Put another way, the question would be: Why is it important to you that every scope and every package name, regardless of where they are hosted, be subject to the same length limitation? Is there some attack vector made possible by exceedingly long package names?

Finally, Swift does not offer an NFKC normalization API; would we need to do so for this proposal to be fully implemented?

This is looking great! I do have some concerns about communicating best practices for migrating from git URLs to package IDs though. It seems like changing a package dependency description to use a registry ID should always be a major version bump, because otherwise it will break any packages that depend on it and don't have the same set of registries configured. I could see this becoming a pretty big issue if, say, the switch is made in a patch version of a really popular transitive dependency. Because there's no way to determine which registry the ID was intended to be fetched from, errors like this also won't be very actionable without consulting READMEs, documentation, etc.

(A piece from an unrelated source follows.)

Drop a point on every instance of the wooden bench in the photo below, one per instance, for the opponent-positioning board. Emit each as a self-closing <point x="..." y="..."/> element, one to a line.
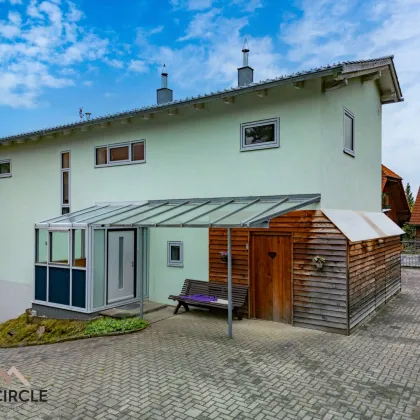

Would it be worth adding an optional parameter to the .package(...) declaration for a 'recommended' registry that wouldn't impact resolution at all, but could be recommended to the user if the process fails (e.g error: cannot resolve package 'mona.LinkedList'; run swift package-registry set --scope ... to use the registry recommended by the author of XYZ). I'm not sure if that's a great idea, but it might help a little.

I have the same worries as @owenv. Unlike the original proposal, this one completely breaks up git-based and registry-based package retrieving, which makes it painful to be adopted because this definitely breaks backward compatibility. I think there should be some way to prefer registries while keeping git compatibility, which would guide SwiftPM users to migrate and align their practices of declaring package dependencies.

I'm totally in favour if this proposal, seems like the right move to me.

• regarding the NFKC normalisation: +1, assuming we actually allow non-ASCII
• diacritic insensitivity / non-ASCII: I don't feel strongly about it but I'd personally go for a subset of ASCII (eg. [a-z0-9-]+ or so). Allowing non-ASCII seems like an unchartered territory and a bit of a minefield (both on the technical level and the cultural level). Having something as complex as this is bound to create implementation differences across the registries so I reckon only ASCII will be fully safe on all registries anyway. Complexity also usually fosters security vulnerabilities.
• regarding the bias towards GitHub: I think this new version makes a hugely important step to reduce the bias towards GitHub. With this proposal you can freely move your package say from GitHub to GitLab and everything keeps working with the same fidelity. That didn't use to be the case in the first version because the registry was found at the the same domain as the repo URL (which was very hard to change). I will however say that I would've appreciated if the proposal mentioned that the authors are IIUC all associated with GitHub.
• We should add a requirement for any registry that a user must be able to freely adjust the Link: <URL>; rel="canonical" at any point. So for example I think the GitHub registry must allow to change the rel="canonical" of a project to say GitLab or any other host.